Tuesday, May 8, 2012

Lower Vine Brook Bikeway

We seem to have a pretty rainy May, which makes me enjoy days like yesterday even more. 

I usually take the shortest route on my way to work, which involves riding with/between cars on Rt 2A (Fortunately, this road has a nice shoulder I can use as a bike lane substitute). I am not in a mad rush in the morning, but I am focused on getting to work relatively quickly and my mind is occupied with different tasks I am supposed to have done on a given day. 

The situation is quite different on my way home. On warm days, like yesterday, I really enjoy riding back home at a leisurely speed and I take a longer route avoiding most of the road traffic. The path takes me through the Lower Vine Brook forest in Lexington. It is a truly peaceful place where bike path crosses multiple small bridges on the Vine Brook . I really enjoy going back home this way on warm, sunny days. Especially after sitting at the desk at work for the most of my day. I can slow down here, calm down, and just ride my bike. 
The best thing is that this bike path is somehow a bit forgotten. I hardly ever see another cyclist there, usually just very few people walking their dogs. It seems strange as the Lower Vine Brook path is much nicer than the Minuteman Trail that it eventually connects to. It could be because it's located a bit off the beaten path, while the Minuteman is a major biking "highway" here. Also, you will not find lycra-clad road bikers going 30mph there as, unlike the Minuteman Bikeway, it's too bumpy to ride at this speed. 
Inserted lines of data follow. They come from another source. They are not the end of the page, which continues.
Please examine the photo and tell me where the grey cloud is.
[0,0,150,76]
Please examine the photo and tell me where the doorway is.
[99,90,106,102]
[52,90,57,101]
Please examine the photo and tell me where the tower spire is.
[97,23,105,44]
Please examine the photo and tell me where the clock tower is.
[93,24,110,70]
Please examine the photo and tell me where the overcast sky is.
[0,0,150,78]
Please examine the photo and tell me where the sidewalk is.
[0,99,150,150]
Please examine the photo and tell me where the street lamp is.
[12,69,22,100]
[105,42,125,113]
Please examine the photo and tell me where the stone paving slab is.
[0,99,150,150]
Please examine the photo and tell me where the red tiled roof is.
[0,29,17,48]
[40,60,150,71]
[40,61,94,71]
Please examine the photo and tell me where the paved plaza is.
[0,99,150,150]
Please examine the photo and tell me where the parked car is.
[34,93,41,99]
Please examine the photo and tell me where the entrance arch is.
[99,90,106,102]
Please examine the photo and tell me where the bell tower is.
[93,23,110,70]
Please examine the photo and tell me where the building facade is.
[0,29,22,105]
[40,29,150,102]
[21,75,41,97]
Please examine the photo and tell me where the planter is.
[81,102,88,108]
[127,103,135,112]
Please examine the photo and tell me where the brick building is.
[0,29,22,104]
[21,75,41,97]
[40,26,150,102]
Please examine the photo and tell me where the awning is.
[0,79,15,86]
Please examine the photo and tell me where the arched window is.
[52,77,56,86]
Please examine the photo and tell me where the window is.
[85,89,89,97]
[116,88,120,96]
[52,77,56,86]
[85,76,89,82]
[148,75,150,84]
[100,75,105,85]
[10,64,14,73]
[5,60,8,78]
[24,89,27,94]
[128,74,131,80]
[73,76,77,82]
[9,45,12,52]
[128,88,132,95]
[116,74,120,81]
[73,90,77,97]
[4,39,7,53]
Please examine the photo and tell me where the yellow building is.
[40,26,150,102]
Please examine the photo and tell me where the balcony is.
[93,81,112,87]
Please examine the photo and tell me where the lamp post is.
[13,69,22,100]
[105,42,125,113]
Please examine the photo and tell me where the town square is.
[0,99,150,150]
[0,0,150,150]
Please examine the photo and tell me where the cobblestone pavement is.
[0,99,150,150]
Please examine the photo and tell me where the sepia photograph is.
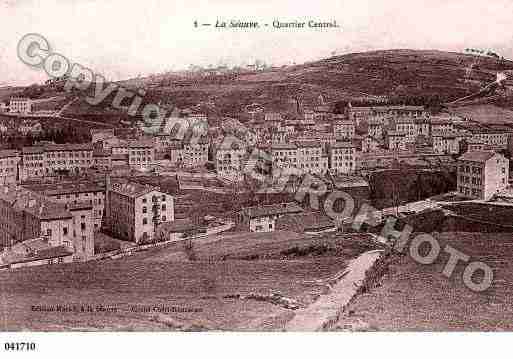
[0,0,513,357]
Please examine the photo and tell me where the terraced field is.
[0,232,375,331]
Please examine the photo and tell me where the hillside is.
[4,50,513,124]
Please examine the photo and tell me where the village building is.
[0,186,94,260]
[9,97,32,114]
[104,177,174,243]
[0,150,21,185]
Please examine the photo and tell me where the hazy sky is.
[0,0,513,85]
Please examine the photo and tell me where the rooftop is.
[459,151,497,163]
[110,180,159,198]
[0,186,72,220]
[0,150,20,158]
[241,202,303,218]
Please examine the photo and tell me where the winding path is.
[285,250,382,331]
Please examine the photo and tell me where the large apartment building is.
[20,143,94,180]
[457,151,509,200]
[333,120,356,139]
[24,181,105,230]
[346,103,429,123]
[181,137,209,167]
[328,142,356,175]
[104,178,174,243]
[238,202,303,232]
[295,141,328,174]
[9,97,32,113]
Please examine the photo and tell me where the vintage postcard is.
[0,0,513,358]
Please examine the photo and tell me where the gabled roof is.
[459,151,497,163]
[241,202,303,218]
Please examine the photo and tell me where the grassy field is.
[332,233,513,331]
[0,232,373,331]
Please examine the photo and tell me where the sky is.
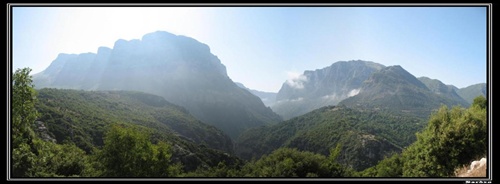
[11,6,487,92]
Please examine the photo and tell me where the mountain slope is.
[271,60,384,119]
[340,65,468,119]
[235,82,277,107]
[36,89,241,170]
[457,83,486,104]
[33,31,281,138]
[235,106,423,170]
[418,77,471,104]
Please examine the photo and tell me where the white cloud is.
[286,72,308,89]
[347,89,360,97]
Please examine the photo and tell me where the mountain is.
[271,60,384,119]
[418,77,471,104]
[457,83,486,104]
[33,31,281,138]
[235,82,277,107]
[235,106,425,170]
[340,65,469,119]
[36,88,238,170]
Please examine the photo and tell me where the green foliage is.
[99,125,180,177]
[11,68,38,149]
[241,145,353,177]
[403,96,487,177]
[11,68,91,177]
[360,153,403,178]
[236,106,423,170]
[37,89,239,172]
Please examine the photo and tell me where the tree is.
[403,96,487,177]
[11,68,37,177]
[99,124,180,177]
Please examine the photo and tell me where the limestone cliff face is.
[271,60,385,119]
[34,31,281,138]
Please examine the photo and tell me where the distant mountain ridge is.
[235,82,277,107]
[457,83,487,104]
[235,106,424,170]
[33,31,281,138]
[271,60,477,119]
[271,60,385,119]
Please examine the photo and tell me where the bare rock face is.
[271,60,385,119]
[33,31,281,138]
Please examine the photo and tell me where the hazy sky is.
[12,7,487,92]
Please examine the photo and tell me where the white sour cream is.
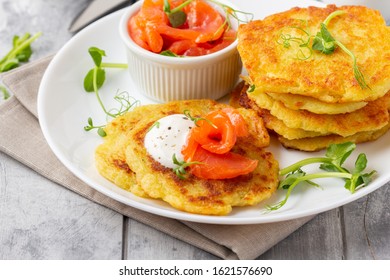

If you happen to be in Lexington some day and find the Minuteman too busy to ride, try the Vine Brook path. It is worth it.

Monday, May 7, 2012

How a bicycle used to be made

You may have seen this already. It is a very interesting video from... 1945, showing how Raleigh bicycles used to be made in Britain. Quite entertaining!

Friday, May 4, 2012

The image of being green

They are about to open a new bank in my neighborhood. What I noticed on my way to work is the new bicycle rack at the main entrance. 
As you can tell, the bank with a green logo likely wants to be seen as "green". Not only they installed this bicycle rack for the most environmentally-friendly vehicles, but also they chose racks that resemble leaves. I guess they are triple-green this way (1. the logo, 2. the bike parking, 3. rack shape). 

It is very nice of them to think about us, bikers. I just wonder how much of this is a real care of cyclists and a true will of providing them basic facilities, and how much is only a creation of the image of being green.

Tuesday, May 1, 2012

Yet another commuter race

It looks like another commuter race is coming up on May 14th. This time a driver, a cyclist and a T-rider will compete during the morning rush on the fastest way to get from the Davis Square in Somerville to Kendall Square in Cambridge. The route is about 5.5km long (3.5mi) and looks like this:
Google Maps claims that driving it should take 14 minutes and you will need 21 minutes if you plan on using public transportation or your bicycle. We will see who is going to win and why it is going to be the cyclist again.
I wrote about such commuter races before. Since the distance is so short and the race will happen during the morning rush traffic the result is very predictable. It is likely that the car (potentially the fastest) will get stuck in traffic and get there second or last, after the cyclists and maybe even the T (Boston's subway system). I hope that I am wrong and test results will not be that obvious. It would be interesting to see a different outcome for a change.

What is such race supposed to prove? That it is faster and easier to bike than drive in the city? I don't think that we have to preach to the converted. Most sane people realize that driving in the very downtown is mostly a nightmare, not pleasure. What I really would like to see is a race somewhere in more suburban environment where T trains are nonexistent and there are only 3 choices left: a car, a bike and a bus. The result would apply much more to everyday situation of most of Americans. It could show that public transportation network is inadequate and if you don't have your own car you are pretty much stuck.